Chromogranin B P413L variant as risk factor and modifier of disease onset for amyotrophic lateral sclerosis

Abstract

Recently, chromogranins were reported to interact specifically with mutant forms of superoxide dismutase that are linked to amyotrophic lateral sclerosis (ALS). This interaction led us to analyze the frequencies of sequence variants of the CHGB gene in ALS patients and matched controls from three different countries. Of particular interest was the finding of the P413L CHGB variant present in 10% of ALS patients (n = 705) as compared to 4.5% in controls (n = 751), conferring a 2.2-fold greater relative risk to develop the disease (P < 0.0001). This effect was mainly contributed by the samples of French origin that yielded a frequency of the P413L variation at 17% in ALS (n = 289) and 5% in controls (n = 448), conferring a 3.3-fold greater risk to develop ALS. Furthermore, the P413L CHGB variant is associated with an earlier age of onset by almost a decade in both sporadic ALS and familial ALS cases. Genetic variation influencing age of onset in ALS had not previously been reported. Expression of fusion CHGB-EGFP constructs in SHSY-5Y cells revealed that the P413L variation can cause defective sorting of CHGB into secretory granules. The finding that CHGB may act as a susceptibility gene and modifier of onset in ALS is consistent with the emerging view that dysfunction of the secretory pathway may contribute to increased vulnerability of motor neurons.

Fig. 1.

Onset probability of ALS patients among carriers and noncarriers of the CHGB P413L variant. (A) The presence of the CHGB P413L variant among SALS patients (Median onset, 55-years) significantly reduced the age of onset (P = 0.0001) as compared to non-P413L SALS carriers (Median onset, 62-years). (B) The presence of the CHGB P413L variant among FALS carriers (Median onset, 43 years) significantly reduced the age of onset (P = 0.01) as compared to non-P413L FALS carriers (Median onset, 54.5 years). (C) Mean age of onset also significantly differ amongst P413L carriers vs. noncarriers among ALS patients.
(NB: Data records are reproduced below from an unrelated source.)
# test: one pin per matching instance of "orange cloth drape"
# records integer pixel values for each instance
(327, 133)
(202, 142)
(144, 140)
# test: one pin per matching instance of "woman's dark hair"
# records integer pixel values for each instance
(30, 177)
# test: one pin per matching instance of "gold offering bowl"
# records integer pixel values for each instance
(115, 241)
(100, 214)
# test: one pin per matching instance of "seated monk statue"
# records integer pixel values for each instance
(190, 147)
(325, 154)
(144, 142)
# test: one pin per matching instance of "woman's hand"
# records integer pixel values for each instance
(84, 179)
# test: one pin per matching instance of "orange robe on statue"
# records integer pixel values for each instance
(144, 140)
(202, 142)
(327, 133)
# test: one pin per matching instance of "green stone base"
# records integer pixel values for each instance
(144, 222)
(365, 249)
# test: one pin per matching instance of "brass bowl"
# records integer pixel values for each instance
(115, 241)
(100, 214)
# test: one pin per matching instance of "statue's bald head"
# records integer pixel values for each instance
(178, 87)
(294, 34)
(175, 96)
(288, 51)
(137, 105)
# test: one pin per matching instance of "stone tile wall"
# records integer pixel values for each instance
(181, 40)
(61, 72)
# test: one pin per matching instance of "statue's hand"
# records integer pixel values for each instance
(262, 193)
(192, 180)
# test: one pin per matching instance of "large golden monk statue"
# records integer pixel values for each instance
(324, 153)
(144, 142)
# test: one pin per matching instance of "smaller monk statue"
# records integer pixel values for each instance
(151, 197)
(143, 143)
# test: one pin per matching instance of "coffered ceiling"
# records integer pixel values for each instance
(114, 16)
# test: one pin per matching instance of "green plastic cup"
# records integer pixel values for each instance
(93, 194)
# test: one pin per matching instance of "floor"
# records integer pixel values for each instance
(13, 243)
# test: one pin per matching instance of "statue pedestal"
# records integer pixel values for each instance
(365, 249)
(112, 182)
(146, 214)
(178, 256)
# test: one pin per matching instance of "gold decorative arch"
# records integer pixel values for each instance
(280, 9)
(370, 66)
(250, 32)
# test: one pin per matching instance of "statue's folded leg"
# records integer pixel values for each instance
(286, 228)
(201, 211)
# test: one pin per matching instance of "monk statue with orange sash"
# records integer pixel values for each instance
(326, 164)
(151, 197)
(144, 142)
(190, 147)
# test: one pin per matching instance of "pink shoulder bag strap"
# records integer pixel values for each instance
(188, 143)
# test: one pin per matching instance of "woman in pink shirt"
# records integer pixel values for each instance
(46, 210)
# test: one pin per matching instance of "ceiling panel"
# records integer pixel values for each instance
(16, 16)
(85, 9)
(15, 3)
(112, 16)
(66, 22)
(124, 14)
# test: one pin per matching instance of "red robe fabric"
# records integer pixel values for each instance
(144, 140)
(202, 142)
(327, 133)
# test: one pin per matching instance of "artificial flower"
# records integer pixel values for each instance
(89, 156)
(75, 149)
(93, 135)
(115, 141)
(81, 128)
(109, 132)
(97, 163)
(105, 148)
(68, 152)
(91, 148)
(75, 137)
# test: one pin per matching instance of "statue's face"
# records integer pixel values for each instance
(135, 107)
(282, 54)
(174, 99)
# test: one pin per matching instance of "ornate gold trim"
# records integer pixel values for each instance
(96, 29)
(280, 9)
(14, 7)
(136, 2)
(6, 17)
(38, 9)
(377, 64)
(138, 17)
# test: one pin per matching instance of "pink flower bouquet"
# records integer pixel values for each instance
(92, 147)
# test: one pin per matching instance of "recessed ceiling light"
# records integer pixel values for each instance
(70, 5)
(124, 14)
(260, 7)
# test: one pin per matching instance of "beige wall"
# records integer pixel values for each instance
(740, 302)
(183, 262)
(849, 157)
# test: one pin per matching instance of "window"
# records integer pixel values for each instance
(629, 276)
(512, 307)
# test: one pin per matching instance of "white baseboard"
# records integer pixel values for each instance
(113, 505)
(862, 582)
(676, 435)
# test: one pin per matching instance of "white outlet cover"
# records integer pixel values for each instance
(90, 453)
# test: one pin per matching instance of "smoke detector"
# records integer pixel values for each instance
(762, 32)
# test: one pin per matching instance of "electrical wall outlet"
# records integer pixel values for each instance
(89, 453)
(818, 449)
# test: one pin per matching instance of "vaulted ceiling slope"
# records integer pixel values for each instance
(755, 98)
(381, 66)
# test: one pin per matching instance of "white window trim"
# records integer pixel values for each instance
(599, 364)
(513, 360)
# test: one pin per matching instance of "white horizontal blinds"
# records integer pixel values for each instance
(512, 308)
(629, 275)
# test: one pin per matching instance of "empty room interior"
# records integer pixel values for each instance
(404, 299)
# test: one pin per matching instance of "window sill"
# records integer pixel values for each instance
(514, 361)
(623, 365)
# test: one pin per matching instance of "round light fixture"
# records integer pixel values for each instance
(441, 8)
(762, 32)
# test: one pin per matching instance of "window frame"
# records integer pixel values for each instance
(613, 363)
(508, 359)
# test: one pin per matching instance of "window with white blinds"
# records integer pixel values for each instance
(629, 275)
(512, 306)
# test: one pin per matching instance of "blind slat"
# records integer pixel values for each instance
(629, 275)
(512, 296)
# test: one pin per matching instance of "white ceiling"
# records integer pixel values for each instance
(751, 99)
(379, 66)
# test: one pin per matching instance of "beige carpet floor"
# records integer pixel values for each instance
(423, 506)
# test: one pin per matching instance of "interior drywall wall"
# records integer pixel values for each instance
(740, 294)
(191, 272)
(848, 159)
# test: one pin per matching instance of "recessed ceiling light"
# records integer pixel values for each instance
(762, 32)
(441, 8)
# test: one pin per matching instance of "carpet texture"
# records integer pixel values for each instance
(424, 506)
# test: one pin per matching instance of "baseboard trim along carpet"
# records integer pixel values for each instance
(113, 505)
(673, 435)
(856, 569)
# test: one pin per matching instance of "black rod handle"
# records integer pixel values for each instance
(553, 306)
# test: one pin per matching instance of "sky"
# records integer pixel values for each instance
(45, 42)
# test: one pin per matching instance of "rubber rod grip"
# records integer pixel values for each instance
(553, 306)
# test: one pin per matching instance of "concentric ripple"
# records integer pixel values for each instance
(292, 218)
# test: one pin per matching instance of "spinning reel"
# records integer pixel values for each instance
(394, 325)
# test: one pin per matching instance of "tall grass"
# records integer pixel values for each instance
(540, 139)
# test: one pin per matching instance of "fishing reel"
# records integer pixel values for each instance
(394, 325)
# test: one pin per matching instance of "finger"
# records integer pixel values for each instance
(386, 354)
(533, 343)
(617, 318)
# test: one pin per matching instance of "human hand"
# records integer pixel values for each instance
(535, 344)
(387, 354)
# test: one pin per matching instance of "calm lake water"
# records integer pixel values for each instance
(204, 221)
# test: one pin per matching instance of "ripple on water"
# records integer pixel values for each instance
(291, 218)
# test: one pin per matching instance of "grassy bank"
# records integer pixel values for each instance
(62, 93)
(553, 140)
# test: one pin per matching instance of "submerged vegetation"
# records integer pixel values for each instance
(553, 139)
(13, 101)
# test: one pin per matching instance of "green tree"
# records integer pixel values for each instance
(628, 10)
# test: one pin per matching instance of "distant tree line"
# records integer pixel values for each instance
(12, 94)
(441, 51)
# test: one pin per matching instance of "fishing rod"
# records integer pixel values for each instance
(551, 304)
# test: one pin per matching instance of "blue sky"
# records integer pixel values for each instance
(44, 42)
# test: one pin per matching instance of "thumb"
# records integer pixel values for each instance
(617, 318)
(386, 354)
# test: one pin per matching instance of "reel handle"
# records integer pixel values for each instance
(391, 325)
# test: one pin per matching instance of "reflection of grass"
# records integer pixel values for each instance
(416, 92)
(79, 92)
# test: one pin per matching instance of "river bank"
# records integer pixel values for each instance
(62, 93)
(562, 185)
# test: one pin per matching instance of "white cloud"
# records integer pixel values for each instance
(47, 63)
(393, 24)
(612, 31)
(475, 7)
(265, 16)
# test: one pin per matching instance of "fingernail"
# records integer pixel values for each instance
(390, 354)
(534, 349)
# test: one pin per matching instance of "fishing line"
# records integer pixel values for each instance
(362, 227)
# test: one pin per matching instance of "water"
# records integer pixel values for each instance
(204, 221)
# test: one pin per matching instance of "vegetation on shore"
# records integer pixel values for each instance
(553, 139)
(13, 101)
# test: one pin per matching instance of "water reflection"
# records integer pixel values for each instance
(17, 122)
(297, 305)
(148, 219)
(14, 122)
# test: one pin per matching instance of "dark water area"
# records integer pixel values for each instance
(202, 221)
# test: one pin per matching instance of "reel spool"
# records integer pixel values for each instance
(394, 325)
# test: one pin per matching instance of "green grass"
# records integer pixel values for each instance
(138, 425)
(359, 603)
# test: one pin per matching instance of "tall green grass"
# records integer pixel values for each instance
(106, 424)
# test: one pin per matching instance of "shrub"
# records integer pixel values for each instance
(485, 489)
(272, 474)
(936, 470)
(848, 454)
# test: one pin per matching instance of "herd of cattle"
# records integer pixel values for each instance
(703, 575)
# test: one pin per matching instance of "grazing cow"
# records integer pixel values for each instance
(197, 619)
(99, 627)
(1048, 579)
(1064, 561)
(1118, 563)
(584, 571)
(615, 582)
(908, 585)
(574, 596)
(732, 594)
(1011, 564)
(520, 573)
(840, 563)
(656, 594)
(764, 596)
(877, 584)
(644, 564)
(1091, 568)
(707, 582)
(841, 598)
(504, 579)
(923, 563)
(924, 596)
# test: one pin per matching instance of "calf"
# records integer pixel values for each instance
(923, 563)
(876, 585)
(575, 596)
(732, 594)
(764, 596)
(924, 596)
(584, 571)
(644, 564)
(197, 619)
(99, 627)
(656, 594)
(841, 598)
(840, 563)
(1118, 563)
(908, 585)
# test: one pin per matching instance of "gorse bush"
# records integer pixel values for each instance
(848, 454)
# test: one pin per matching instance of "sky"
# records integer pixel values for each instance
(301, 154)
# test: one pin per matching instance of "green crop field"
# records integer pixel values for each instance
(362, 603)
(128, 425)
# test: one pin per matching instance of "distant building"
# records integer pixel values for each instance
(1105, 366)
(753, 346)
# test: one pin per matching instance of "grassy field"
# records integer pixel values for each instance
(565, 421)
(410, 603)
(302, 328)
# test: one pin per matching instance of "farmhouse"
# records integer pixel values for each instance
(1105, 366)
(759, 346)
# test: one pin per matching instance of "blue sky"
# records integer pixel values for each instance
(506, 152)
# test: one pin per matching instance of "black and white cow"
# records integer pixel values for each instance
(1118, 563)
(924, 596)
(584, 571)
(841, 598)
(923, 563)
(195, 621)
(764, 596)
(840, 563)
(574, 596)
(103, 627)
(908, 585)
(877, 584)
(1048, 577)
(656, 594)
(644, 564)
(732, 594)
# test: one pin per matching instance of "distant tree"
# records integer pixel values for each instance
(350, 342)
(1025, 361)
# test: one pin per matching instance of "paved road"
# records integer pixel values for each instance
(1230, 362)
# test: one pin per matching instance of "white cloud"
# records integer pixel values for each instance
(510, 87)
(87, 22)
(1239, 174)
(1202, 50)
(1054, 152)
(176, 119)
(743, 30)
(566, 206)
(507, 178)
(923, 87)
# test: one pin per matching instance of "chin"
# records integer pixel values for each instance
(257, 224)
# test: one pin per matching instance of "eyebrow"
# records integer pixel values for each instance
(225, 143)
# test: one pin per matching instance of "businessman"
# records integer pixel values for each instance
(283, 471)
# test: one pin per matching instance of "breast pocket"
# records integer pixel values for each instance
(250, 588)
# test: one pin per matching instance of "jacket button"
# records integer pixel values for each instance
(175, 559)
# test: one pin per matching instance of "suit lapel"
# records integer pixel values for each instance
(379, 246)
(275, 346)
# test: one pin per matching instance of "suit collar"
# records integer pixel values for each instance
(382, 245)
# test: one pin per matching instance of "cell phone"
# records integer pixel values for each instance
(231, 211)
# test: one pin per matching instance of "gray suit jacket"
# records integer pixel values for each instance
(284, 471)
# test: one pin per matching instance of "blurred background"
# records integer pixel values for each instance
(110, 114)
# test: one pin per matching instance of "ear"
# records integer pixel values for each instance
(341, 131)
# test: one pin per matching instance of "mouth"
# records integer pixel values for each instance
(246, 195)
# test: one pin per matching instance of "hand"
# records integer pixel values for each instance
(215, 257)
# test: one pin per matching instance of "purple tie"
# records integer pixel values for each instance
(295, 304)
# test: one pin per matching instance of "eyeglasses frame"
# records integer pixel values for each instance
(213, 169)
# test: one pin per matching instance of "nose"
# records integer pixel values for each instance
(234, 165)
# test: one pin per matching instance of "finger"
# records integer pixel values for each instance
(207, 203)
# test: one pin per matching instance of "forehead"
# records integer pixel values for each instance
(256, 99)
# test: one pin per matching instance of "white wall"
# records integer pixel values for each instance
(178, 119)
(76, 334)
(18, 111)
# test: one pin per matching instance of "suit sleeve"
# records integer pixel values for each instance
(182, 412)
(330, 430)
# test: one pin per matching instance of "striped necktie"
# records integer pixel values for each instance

SALS patients carrying the P413L CHGB variant showed a mean age of onset of 53.3 ± 1.8 years as compared to 59.7 ± 0.7 years for noncarrier SALS patients (P = 0.008). Furthermore, FALS patients carrying the P413L CHGB variant also demonstrated a lower age of onset (49.8 ± 2.8 years) as compared noncarrier FALS patients (57.1 ± 1.9 years) (P = 0.05). These results strongly suggest that CHGB may be a modifier of the disease. The “n” number between brackets represents the number of patients for which we had clinical information.

Fig. 2.

Defective sorting and maturation of CHGB variants. (A) Confocal laser microscopy of human neuroblastoma SHSY-5Y cells that were cotransfected with EGFP-tagged human WT CHGB, H230R, or P413L CHGB variants (green) and DsRed-fused Golgi marker (red). After 48 h, the cells were fixed with 4% PFA and counterstained with DAPI (blue). (Scale bar, 10 μm.) (B) Quantification data of CHGB vesicles colocalizing with the DsRed-Golgi marker. The merged and unmerged CHGB vesicles with DsRed-Golgi marker were counted, and the percentage of CHGB in the Golgi apparatus calculated (P = 0.009). Note that six different cells have been counted for each conditions.